Sur trois hivers, Catherine Destivelle vient à bout de sa trilogie avec la classique de l’Eiger en 1992, la Walker aux Grandes Jorasses en 1993 et la directe Bonatti au Cervin en 1994; un bel exploit.
En 2000 et 2001, Patrick Berhault entreprend la traversée des Alpes du Triglav à la Méditerrannée, déplacements à pied ou en vélo. Le mauvais perturbe ses projets en automne, et en compagnie de Philippe Magnin, il doit faire des aller et retours entre les trois grandes faces nord pour finalement arriver à les gravir, encordé, aux dates suivantes : Les Grandes Jorasses par la voie Desmaison les 24 et 25 Octobre, Le Cervin par la voie Schmid le 29 novembre et finalement l’Eiger par la classique les 4 et 5 Décembre. Pour Berhault, il eut été inconcevable de passer à côté de ces faces…

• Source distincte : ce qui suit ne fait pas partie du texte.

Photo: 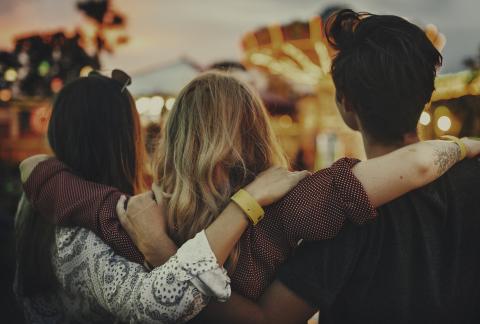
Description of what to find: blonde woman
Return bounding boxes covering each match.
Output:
[25,72,480,306]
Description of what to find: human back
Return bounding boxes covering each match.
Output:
[281,159,480,323]
[156,71,287,270]
[15,71,144,321]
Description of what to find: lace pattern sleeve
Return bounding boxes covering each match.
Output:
[54,228,230,323]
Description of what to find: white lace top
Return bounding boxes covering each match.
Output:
[16,206,230,323]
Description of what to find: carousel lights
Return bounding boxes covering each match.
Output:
[282,43,323,78]
[437,116,452,132]
[165,98,175,111]
[0,89,12,101]
[3,68,17,82]
[50,77,63,93]
[80,65,93,77]
[135,96,168,117]
[38,61,50,77]
[135,97,150,115]
[151,96,165,112]
[420,111,432,126]
[250,53,273,66]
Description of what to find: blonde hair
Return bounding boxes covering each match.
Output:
[156,72,287,270]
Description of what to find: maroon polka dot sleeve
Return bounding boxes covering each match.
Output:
[231,158,376,299]
[24,158,376,299]
[23,159,144,263]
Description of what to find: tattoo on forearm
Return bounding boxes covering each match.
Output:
[434,143,461,175]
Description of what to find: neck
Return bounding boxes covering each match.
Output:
[362,132,419,159]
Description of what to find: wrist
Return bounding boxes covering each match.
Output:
[230,189,265,225]
[243,185,268,206]
[141,236,177,267]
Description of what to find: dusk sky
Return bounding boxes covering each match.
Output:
[0,0,480,73]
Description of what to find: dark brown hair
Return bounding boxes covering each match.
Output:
[325,9,442,143]
[17,74,144,296]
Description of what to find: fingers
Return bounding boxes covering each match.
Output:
[116,195,128,228]
[116,195,127,217]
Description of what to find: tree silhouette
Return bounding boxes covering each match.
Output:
[0,0,128,101]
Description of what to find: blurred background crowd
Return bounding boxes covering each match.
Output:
[0,0,480,321]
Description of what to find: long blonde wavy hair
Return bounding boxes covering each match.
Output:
[155,72,287,270]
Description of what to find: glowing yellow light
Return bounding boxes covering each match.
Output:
[165,98,175,110]
[50,78,63,92]
[420,111,432,126]
[80,65,93,77]
[3,68,17,82]
[38,61,50,77]
[152,96,165,111]
[135,97,150,115]
[0,89,12,101]
[278,115,293,128]
[437,116,452,132]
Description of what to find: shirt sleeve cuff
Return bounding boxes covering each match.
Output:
[331,158,377,224]
[176,231,231,301]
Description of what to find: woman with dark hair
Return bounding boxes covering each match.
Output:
[15,70,306,323]
[24,72,480,300]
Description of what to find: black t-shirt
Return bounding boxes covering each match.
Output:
[278,159,480,324]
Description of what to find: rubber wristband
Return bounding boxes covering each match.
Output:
[440,135,467,160]
[230,189,265,225]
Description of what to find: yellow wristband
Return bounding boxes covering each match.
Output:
[230,189,265,225]
[440,135,467,160]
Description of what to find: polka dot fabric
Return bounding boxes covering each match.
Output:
[23,159,144,264]
[24,158,376,300]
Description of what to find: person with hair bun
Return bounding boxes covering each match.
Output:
[203,10,480,323]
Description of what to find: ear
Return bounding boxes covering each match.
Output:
[336,95,359,131]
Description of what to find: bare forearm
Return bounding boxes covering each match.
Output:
[205,202,249,264]
[352,140,461,207]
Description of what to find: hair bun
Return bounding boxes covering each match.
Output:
[325,9,362,50]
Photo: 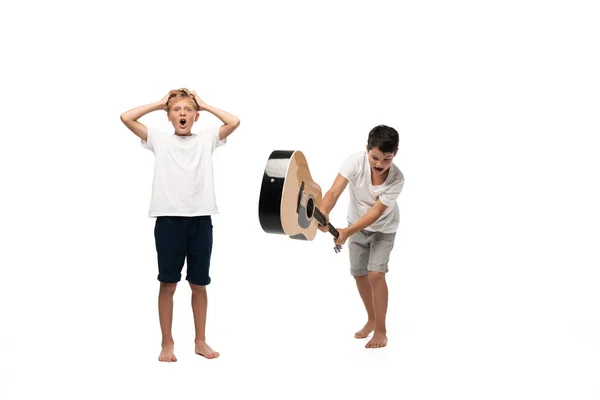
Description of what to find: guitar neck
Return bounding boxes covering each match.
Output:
[314,207,340,239]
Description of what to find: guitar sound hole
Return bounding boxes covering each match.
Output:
[306,198,315,219]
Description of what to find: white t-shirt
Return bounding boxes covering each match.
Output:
[339,151,404,233]
[142,127,227,217]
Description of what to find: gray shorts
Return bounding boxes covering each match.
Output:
[348,230,396,276]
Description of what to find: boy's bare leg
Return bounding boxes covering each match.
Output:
[365,271,388,348]
[354,275,375,339]
[158,282,177,362]
[190,283,219,358]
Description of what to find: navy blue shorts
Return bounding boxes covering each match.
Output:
[154,215,212,286]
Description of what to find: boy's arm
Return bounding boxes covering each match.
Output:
[333,199,387,245]
[345,199,387,237]
[121,92,170,142]
[192,91,240,140]
[319,174,348,232]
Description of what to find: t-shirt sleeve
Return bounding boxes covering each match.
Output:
[339,154,360,182]
[205,126,227,151]
[140,128,162,153]
[379,174,404,207]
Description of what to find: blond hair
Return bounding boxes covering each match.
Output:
[167,88,200,111]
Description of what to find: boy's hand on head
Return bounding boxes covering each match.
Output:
[158,90,173,111]
[190,90,206,111]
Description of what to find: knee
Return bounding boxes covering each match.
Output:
[160,282,177,295]
[368,271,385,286]
[190,283,206,294]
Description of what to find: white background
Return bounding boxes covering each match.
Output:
[0,1,600,400]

Après le « cumul » de Tomo Cesen et l’enchaînement de Christophe Profit en 1987 ( trois faces nord en 42 heures, en hiver, voir plus bas….), l’Histoire de l’alpinisme pouvait se couler une retraite bien méritée. Mais….rien n’est jamais acquis, et la créativité des alpinistes ne pouvait laisser les Alpes vierges de défis. Vient donc le temps de la trilogie des directissimes; Lionel Daudet a ce projet au fond du coeur ( avec une éthique et une approche particulières), mais il semble logique que cette idée de gravir les trois grandes faces nord par leurs voies directes, en un hiver, ait titillé les neurones de nombreux autres grimpeurs. Parmi eux, Stéphane Benoist et Jérôme Thinières qui gravissent Rolling Stones à la Walker du 9 au 13 janvier 2002, pendant que « Dod » est en solo dans Eldorado à la Pointe Whymper. Redescendus de leur ascension, les deux compères rejoignent Zermatt pour tenter la directe Cerutti-Gogna au nez de Zmutt. Le 17 Janvier ils sont dans la face mais le temps se dégrade et ils redescendent le 20 alors qu’ils sont déjà trés haut dans la face. Dod venait alors de signer un acte de persévérance insoupçonné en sortant Eldorado dans la tempête….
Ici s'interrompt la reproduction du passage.